In memory of Leo Panitch

[Here’s what I had to say on this week’s radio show about the marvelous Leo Panitch, who died on December 19. The show consists of two interviews, one from 2012 with Leo and Sam Gindin talking about their book, The Making of Global Capitalism, and the other from 2018, Leo solo talking about Trump specifically and the US empire generally.]

I was planning to do a rerun for this week’s show, to give myself a little holiday break, but I wasn’t planning this one: a memorial to Leo Panitch, the Canadian political scientist who died on December 19 at the age of 75. Last month, he was diagnosed with multiple myeloma, a blood cancer, but the prognosis looked good for ten years of relatively normal life. But he caught covid in the hospital, and the pneumonia it induced killed him. This has been a truly awful year.

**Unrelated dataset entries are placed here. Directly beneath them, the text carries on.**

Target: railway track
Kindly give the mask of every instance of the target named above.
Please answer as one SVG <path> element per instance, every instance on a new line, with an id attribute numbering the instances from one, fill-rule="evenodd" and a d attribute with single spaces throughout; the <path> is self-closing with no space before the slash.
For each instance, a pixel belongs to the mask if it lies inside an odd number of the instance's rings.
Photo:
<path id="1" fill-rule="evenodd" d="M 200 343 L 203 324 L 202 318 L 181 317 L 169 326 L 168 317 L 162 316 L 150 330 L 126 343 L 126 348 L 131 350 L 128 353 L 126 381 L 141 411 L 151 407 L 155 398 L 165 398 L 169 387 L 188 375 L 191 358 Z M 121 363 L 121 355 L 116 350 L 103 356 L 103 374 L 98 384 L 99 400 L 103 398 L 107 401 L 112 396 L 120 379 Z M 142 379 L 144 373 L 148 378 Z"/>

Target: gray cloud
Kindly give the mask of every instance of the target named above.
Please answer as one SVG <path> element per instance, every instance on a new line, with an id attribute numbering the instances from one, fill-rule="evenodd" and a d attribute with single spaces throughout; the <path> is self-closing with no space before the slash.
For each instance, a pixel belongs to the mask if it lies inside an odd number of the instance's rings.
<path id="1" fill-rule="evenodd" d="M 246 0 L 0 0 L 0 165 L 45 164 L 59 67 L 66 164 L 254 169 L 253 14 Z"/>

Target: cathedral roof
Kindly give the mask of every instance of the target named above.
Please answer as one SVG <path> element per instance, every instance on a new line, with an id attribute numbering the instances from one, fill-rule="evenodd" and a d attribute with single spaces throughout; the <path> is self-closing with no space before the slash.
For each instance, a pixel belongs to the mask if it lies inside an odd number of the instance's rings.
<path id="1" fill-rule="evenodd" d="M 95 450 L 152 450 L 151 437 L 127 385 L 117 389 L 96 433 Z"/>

Leo was on this show many times, both alone and with his long-time friend and collaborator Sam Gindin. He was a marvelous human in every dimension—a wonderful thinker, comrade, and friend. I met him just over 20 years ago, when he was living in New York for the year, doing research that would eventually figure in the book he and Sam published in 2012, The Making of Global Capitalism. We would see each other several times a year, either in Toronto, where he lived, or in New York, on his frequent visits. Unlike many high-end intellectuals, he was unfailingly warm and generous. My now teenage son, who mocks our dinner-table conversations as “capitalism, bourgeoisie, blah blah blah,” always liked Leo, and vice versa: they could talk about baseball and hockey in between our yammering about the law of value.

Leo Panitch

Leo was born to a working-class family in 1945 in Winnipeg. He got his bachelor’s degree from the University of Manitoba, and then did graduate work at the London School of Economics, where he studied with Ralph Miliband. Leo took up Miliband’s interest in the political side of capitalism—the role of the state in shaping the system, and the role of political parties in shaping both the ruling class and the system’s supposed gravedigger, the working class. He also wrote extensively about the US-dominated international order. Leo always resisted narratives of US decline, arguing that it was still the center of an imperial system—not one like the old European empires, which involved the subjugation of colonial populations, but one which incorporated other nations into a hierarchical system that still allowed them a considerable degree of autonomy, especially the second-tier powers of Western Europe as well as Japan and Canada. (Latin America, however, was often not so lucky.)

Leo spent most of his professional life at York University in Toronto, where he taught from 1984 until his retirement in 2016. He created a splendid, largely Marxist, political science department there; a visit to York was always stimulating—and fun as well. Leo and his colleagues were not ones to don the hair shirt.

As a memorial to Leo, I’m running excerpts of two interviews. The first is from an interview recorded in 2012 with Leo and Sam on the publication by Verso of The Making of Global Capitalism: The Political Economy of American Empire. It’s hard to think about Leo without also thinking about Sam, his lifelong friend and collaborator. Sam spent many years as an economist with the Canadian Auto Workers, which he eventually left for a stint teaching at York. These are just excerpts from a long interview, so there may be some discontinuities and missed antecedents, though I hope they’re not too serious. Leo Panitch and Sam Gindin.

That’s it for me, Doug Henwood. My first bit of break music was mournful; this is anything but. Leo loved jazz, though I’m not sure how he would have felt about this instance of the genre, Stephane Grappelli’s “hot jazz” version of The Internationale. But it seems a good note to go out on. The best way to memorialize Leo is to think hard, fight for socialism, and have some fun along the way.